En juin dernier, quelques jours avant la résiliation de tout le réseau en vue de l’arrivée des nouveaux contrats, les distributeurs “indésirables” ont reçu un recommandé. “C’était une vraie surprise”, confie l’un d’entre eux. “Je le sentais venir, mais je n’y croyais pas”, explique un autre. “Ce n’est ni un problème de performances ni un problème de financement. Il n’y a pas eu de négociations. On ne nous a pas laissé le choix. On m’a dit que mes volumes seraient insuffisants pour justifier les investissements nécessaires. Investissements que je voulais faire”, raconte ce dernier, qui immatricule entre 100 et 200 VN par an. “Je ne comprends pas tout. Ils ont notamment gardé des points écoulant à peine 40 VN”, s’interroge le distributeur. “Si le partenaire ne veut pas investir ou s’il n’est pas performant, cela peut se comprendre et personne n’est choqué. Mais là, certaines résiliations échappent à toute logique”, abonde un autre partenaire. “Il y a eu des discussions, puis des accords au cas par cas.
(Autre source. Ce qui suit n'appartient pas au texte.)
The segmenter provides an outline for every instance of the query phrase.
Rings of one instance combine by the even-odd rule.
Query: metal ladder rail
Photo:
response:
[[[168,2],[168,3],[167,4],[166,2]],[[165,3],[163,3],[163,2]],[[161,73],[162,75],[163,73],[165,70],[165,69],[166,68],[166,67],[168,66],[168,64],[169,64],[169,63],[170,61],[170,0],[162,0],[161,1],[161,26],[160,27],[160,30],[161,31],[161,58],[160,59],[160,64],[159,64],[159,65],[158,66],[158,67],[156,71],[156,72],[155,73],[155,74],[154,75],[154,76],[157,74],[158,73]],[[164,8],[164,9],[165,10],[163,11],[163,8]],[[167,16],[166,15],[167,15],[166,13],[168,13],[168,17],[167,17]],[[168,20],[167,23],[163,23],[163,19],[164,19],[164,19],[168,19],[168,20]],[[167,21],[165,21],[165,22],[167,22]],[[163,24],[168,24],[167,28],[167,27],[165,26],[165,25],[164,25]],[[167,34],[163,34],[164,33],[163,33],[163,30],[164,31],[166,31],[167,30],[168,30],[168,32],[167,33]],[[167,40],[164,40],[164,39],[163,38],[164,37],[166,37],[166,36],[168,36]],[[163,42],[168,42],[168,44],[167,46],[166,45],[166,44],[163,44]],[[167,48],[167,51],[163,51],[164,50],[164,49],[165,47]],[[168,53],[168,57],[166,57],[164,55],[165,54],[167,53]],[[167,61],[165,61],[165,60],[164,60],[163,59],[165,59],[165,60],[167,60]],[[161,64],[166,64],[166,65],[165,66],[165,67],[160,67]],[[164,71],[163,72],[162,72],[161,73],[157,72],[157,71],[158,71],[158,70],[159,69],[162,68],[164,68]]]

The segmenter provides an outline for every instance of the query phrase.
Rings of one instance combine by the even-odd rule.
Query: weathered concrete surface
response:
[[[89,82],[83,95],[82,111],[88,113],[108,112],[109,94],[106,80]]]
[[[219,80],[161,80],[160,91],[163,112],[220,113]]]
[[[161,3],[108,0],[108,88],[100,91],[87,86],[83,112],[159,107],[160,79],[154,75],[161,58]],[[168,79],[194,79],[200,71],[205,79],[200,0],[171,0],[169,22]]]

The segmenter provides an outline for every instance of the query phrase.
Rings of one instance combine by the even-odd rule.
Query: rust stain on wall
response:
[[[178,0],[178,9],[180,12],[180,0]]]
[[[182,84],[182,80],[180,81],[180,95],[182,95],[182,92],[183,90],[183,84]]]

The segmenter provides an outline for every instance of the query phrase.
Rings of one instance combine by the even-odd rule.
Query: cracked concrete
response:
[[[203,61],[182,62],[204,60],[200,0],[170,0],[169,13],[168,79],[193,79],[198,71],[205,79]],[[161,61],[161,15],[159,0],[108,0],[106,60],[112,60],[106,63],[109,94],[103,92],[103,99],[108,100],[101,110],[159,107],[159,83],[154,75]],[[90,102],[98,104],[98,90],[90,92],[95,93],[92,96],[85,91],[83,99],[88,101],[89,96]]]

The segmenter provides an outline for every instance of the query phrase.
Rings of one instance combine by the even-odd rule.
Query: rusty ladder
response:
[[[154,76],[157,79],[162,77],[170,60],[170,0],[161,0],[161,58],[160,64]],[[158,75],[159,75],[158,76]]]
Tout le monde y a trouvé son compte. Notamment parce que, même avec une résiliation, les opérateurs concernés vont pouvoir effectuer leur préavis de deux ans tout en jouissant du succès de l’Evoque, mais sans investir”, explique pour sa part Marc Luini. “J’estime donc que cette réduction du maillage s’est globalement bien passée. Mais je mentirais si je ne reconnaissais pas que nous avons encore des discussions avec l’un des distributeurs en question. C’est la vie naturelle de tous les réseaux”, conclut-il. Une situation commune, en somme. Même pour un constructeur qui s’estime proche de son réseau. Admettons, au moins, que l’atmosphère n’est pas des plus constructives.